Berliner Luft (6): Berlinische Galerie

Zwei Selbstbildnisse, beide vom selben Maler: Kein Mensch hat Max Beckmann wohl so oft als Modell gedient, wie er selbst. Zwischen den beiden Bildern liegt nicht nur der 1. Weltkrieg, sondern auch eine gewandelte Auffassung der Bildgestaltung – beides, so die allgemeine Ansicht, stehe durchaus in einem gewissen Zusammenhang.

Beckmann, 1884 geboren, war zu Beginn seiner Laufbahn ein konservativer Snob. 1904 bis 1914, also in seinen 20ern, machte er sich in Berlin, dem kulturellen Zentrum Deutschlands, schnell einen Namen. Seine Vorbilder waren Max Liebermann und Lovis Corinth, die in impressionistischer Weise malten, neuere Entwicklungen jedoch lehnte er als zu plakativ ab.

Franz Marc, wie hier zu sehen, die anderen deutschen Expressionisten, Kubisten wie Picasso, Fauvisten wie Matisse, Abstraktionisten wie Kandinsky, also alle, die heute als die herausragenden Künstler der klassischen Moderne gelten, riet er, in die Werbung zu gehen: „Warum machen die Leute nicht überhaupt einfach Zigarettenplakate?“

Ein Künstler jedoch wurde auch von ihm bewundert: Der Norweger Edvard Munch (1863-1944), der unter den Malern seiner Zeit schon zu Lebzeiten legendär war und als einer der Begründer moderner Malerei überhaupt angesehen werden kann. Oben rechts ist eine Trauergesellschaft dargestellt, eine Szene, die Beckmann von Munch übernommen hat. Links hängt zum Vergleich eine Tuschezeichnung von Munch zu folgendem, eigentlichen Referenzbild (das die Ausstellungsmacher sich wohl nicht ausleihen konnten), wie ich vermute :

Zu Edvard Munch gibt es folgende Anekdote:
1904, Beckmann war also 20 Jahre alt, wohnte er für kurze Zeit in Paris und besuchte ein Künstlercafé, in dem auch Munch verkehrte. Es schrieb in sein Tagebuch: „Hier in Cigarrenqualm, norwegisch sprechen, sich selbst und anderen teils interessant teils lächerlich vorkommend […] Der edle Munch, welcher mir gegenüber sitzt. Ja, ich möchte ihn gerne kennenlernen. Mein Herz sehnt sich nach Menschen, Menschen die auch leiden wie ich. Denn ich leide auch.“
Ein halbes Jahr später, in einem Brief an einen Freund, liest sich das dann so:
„Feiner Kerl was. So ziemlich mein Gegenfüßler, denn der arme Kerl plagt sich noch zu viel mit Menschenschmerzen und Menschenleid, na ja ich weiß er muß, aber trotzdem. Fertig, logisch, riecht ein bißchen zu sehr nach Medizin, beinahe Chloroform. Aber er ist anerkennungswert und ein ganz feiner Psychologe.“

Bis zum 1. WK hatte Beckmann einige schöne Erfolge, aber es blieb ihm natürlich nicht verborgen, daß sein Stern sank – die impressionistische Malerei war an ihr Ende gekommen zugunsten der neuen, abstrahierenderen Kunst.
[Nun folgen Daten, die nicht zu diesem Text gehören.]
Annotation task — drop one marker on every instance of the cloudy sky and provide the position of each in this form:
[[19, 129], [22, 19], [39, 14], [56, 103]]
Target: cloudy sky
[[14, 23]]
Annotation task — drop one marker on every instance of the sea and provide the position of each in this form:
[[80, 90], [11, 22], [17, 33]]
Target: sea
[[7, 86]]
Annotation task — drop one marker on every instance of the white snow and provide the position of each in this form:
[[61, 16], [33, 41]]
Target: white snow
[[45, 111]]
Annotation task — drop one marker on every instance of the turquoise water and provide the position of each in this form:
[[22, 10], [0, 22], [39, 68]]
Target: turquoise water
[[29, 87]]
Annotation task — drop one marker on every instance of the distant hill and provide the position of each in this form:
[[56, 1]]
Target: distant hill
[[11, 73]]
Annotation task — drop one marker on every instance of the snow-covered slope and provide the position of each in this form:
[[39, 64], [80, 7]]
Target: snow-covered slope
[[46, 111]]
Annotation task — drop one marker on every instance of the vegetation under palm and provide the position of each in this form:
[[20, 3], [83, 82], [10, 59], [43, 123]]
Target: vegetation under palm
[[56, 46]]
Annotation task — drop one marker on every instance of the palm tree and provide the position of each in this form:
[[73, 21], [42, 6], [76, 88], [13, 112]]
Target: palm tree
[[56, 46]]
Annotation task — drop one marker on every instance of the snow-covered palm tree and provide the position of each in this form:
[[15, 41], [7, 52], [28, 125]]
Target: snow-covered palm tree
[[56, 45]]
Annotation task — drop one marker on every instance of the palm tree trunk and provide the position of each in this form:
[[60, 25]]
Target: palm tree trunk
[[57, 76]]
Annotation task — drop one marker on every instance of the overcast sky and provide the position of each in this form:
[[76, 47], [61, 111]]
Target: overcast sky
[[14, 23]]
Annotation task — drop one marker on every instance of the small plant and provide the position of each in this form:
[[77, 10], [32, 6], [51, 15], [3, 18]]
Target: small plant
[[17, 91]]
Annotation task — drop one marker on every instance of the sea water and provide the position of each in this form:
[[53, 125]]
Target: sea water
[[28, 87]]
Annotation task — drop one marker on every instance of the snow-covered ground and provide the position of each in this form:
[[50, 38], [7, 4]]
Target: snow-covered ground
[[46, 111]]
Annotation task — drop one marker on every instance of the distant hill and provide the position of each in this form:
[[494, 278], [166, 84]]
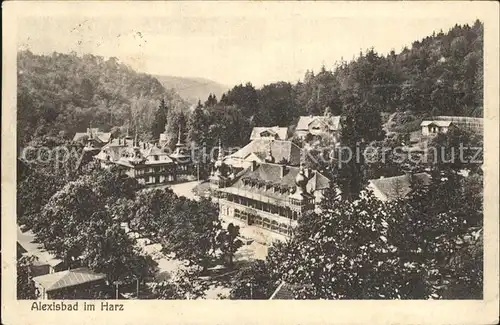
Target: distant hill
[[192, 89], [65, 93]]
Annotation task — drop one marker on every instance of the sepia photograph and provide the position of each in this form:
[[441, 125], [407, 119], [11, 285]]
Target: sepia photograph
[[200, 152]]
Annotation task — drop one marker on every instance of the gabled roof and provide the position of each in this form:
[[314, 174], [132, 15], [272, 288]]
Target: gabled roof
[[332, 122], [285, 291], [101, 136], [68, 278], [281, 149], [437, 123], [271, 174], [396, 187], [280, 132]]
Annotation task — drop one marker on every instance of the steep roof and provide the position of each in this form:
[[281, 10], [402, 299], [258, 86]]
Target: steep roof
[[437, 123], [285, 291], [27, 241], [280, 132], [68, 278], [333, 122], [281, 149], [101, 136], [271, 174], [398, 186]]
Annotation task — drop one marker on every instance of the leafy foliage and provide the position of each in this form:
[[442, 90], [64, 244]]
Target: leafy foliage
[[65, 92]]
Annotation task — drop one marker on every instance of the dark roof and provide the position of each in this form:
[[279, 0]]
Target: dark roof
[[68, 278], [117, 147], [280, 149], [398, 186], [268, 173], [96, 134]]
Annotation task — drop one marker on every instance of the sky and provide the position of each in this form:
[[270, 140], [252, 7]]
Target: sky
[[228, 44]]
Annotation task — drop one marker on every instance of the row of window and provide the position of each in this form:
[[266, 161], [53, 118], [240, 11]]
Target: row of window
[[275, 188], [266, 223]]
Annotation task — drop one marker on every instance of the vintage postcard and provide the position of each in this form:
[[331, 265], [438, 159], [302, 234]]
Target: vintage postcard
[[250, 162]]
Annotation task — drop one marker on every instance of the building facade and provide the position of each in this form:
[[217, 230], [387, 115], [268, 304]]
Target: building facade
[[274, 133], [266, 194], [93, 137], [146, 162]]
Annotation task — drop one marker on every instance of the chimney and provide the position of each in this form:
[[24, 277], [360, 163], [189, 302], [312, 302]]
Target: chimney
[[282, 171], [254, 165]]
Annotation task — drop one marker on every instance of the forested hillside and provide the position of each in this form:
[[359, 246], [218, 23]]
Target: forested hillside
[[61, 94], [439, 75], [192, 89]]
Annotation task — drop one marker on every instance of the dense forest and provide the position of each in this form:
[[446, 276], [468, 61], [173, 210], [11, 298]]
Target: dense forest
[[439, 75], [61, 94]]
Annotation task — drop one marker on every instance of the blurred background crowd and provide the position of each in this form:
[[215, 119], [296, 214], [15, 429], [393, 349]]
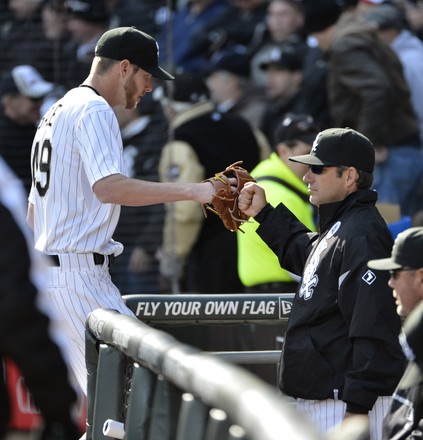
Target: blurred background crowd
[[255, 81]]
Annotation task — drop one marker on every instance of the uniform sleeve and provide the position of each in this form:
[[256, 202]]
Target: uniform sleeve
[[183, 220], [100, 145], [288, 238], [368, 307]]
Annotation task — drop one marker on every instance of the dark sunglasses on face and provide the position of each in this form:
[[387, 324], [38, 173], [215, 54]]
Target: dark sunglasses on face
[[318, 169], [395, 273]]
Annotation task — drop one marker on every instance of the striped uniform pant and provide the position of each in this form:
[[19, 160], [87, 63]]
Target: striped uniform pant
[[75, 288], [329, 413]]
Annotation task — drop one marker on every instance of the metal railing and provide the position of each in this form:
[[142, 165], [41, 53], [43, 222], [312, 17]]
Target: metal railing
[[144, 384]]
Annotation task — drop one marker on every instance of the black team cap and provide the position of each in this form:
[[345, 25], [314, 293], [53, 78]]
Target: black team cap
[[340, 146], [133, 45]]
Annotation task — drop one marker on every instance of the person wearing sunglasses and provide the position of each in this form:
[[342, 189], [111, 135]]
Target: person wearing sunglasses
[[404, 419], [258, 267], [341, 353]]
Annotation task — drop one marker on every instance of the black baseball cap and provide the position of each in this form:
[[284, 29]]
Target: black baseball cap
[[340, 146], [134, 45], [286, 57], [406, 252], [386, 16], [92, 11], [321, 14]]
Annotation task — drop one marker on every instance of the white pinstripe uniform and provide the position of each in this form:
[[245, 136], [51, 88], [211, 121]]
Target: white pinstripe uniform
[[77, 143], [327, 414]]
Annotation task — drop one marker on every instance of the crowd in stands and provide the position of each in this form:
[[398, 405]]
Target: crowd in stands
[[258, 60]]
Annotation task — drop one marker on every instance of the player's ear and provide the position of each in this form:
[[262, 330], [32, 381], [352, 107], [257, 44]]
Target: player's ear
[[124, 67]]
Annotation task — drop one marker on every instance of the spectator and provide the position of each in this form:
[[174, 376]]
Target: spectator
[[281, 178], [258, 267], [414, 14], [231, 89], [284, 79], [234, 28], [341, 354], [391, 25], [55, 30], [141, 14], [87, 21], [22, 92], [22, 39], [185, 24], [25, 330], [144, 133], [203, 141], [404, 419], [283, 22], [368, 92]]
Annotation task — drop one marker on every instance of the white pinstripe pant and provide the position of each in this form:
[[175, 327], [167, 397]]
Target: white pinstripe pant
[[75, 289], [326, 414]]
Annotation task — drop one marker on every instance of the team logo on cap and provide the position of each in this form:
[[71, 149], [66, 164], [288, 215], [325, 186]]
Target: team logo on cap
[[368, 277], [315, 143]]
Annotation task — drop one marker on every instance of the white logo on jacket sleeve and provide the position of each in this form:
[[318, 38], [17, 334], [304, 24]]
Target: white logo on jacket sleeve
[[310, 278], [368, 277], [333, 230]]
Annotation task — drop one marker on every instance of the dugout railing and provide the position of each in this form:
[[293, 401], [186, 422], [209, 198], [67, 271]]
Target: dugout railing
[[165, 311], [144, 384]]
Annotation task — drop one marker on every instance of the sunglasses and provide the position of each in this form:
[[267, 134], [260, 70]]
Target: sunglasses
[[319, 169], [394, 274]]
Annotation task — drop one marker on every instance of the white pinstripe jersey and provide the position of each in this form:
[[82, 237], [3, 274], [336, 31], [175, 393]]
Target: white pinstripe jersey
[[78, 142]]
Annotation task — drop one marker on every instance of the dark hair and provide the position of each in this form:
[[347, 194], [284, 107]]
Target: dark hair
[[364, 179]]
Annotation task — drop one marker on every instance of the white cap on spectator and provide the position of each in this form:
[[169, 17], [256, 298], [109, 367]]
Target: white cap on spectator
[[29, 82]]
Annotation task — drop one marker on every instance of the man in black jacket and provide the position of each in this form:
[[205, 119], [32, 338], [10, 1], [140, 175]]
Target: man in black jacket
[[341, 354], [404, 419]]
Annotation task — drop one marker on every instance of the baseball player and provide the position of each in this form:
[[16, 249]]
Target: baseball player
[[79, 182]]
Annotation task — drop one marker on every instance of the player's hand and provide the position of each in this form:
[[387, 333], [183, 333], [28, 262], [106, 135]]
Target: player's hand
[[252, 199], [140, 261]]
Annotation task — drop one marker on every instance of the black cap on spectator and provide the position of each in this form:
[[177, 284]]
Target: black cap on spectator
[[231, 61], [386, 16], [93, 11], [320, 14], [286, 57], [340, 146], [296, 127], [187, 88]]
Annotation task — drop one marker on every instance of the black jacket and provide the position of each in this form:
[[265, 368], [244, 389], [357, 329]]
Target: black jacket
[[342, 335]]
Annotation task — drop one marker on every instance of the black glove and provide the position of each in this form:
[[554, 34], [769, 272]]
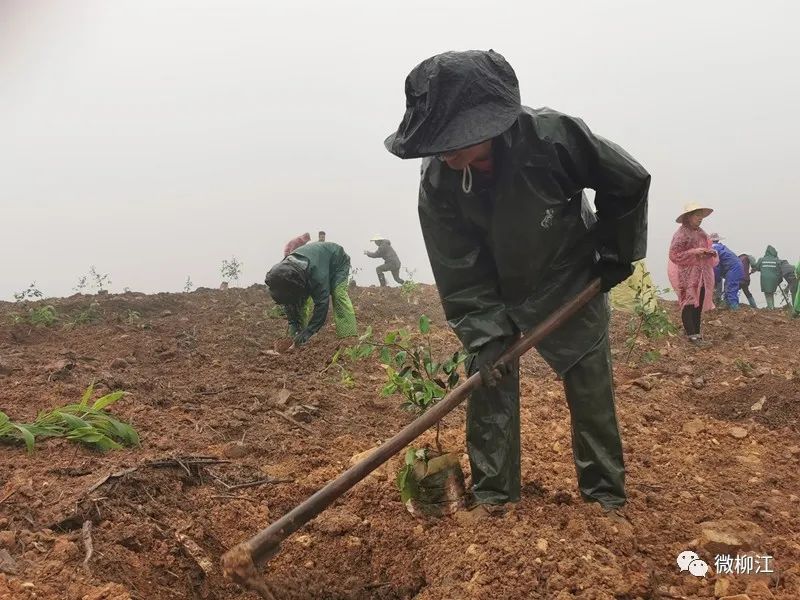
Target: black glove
[[611, 273], [491, 374]]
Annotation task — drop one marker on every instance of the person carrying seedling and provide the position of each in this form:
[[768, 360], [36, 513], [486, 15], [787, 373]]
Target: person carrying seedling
[[796, 312], [318, 271], [727, 273], [511, 237], [748, 262], [788, 275], [769, 265], [391, 262]]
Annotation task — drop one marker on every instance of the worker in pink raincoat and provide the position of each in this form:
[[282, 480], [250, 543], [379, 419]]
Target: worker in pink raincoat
[[691, 269], [294, 244]]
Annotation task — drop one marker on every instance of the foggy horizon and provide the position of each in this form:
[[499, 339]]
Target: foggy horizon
[[154, 140]]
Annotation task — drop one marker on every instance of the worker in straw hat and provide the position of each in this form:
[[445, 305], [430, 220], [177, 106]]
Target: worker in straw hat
[[391, 262], [728, 274], [691, 269], [511, 237]]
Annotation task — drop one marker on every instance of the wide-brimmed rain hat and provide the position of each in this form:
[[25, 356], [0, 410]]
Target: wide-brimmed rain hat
[[691, 207], [456, 100]]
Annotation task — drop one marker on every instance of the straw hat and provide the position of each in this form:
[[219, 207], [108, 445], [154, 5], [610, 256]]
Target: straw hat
[[691, 207]]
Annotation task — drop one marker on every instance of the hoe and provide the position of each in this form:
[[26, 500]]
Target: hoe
[[241, 563]]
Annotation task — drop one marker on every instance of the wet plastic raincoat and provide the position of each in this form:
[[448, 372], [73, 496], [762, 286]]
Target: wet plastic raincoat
[[797, 296], [318, 270], [688, 272], [295, 243], [729, 270], [510, 248], [769, 265]]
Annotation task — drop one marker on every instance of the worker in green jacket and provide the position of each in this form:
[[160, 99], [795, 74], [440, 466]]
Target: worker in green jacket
[[796, 312], [769, 265], [318, 271], [511, 237]]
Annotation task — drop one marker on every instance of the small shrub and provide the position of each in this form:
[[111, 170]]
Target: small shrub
[[89, 425], [652, 320], [231, 270], [31, 293]]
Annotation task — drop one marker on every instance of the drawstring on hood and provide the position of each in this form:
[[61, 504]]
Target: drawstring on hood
[[466, 180]]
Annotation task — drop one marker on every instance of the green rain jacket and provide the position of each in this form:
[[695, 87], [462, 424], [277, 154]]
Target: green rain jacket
[[507, 256], [797, 295], [328, 267], [769, 265]]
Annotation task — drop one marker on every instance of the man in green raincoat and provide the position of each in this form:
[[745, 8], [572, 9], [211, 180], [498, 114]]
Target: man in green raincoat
[[796, 312], [511, 237], [318, 271], [769, 265]]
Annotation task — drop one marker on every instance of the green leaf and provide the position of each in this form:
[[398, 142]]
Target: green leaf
[[87, 394], [72, 421], [406, 483], [106, 400], [386, 356], [424, 324], [452, 380]]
Zum 1. WK eingezogen, arbeitete Beckmann als Sanitäter und erlitt angesichts der Gräuel bereits 1915 einen Nervenzusammenbruch – ungefähr zu der Zeit malte er eins der ersten Bilder in dem neuen Stil (Bild in der Mitte, ich hoffe, man kann es noch erkennen). Hier kommen also zwei Ereignisse zusammen: Die Schrecken des Krieges und die Erkenntnis, um des Erfolgs Willen künstlerisch neue Wege beschreiten zu müssen.

Erst ab jetzt entwickelte er seine ihm eigene unverwechselbare „Handschrift“, die ihn weltberühmt machen sollte. Bereits in den 20er Jahren war ein erfolgreicher und allseits anerkannter Künstler …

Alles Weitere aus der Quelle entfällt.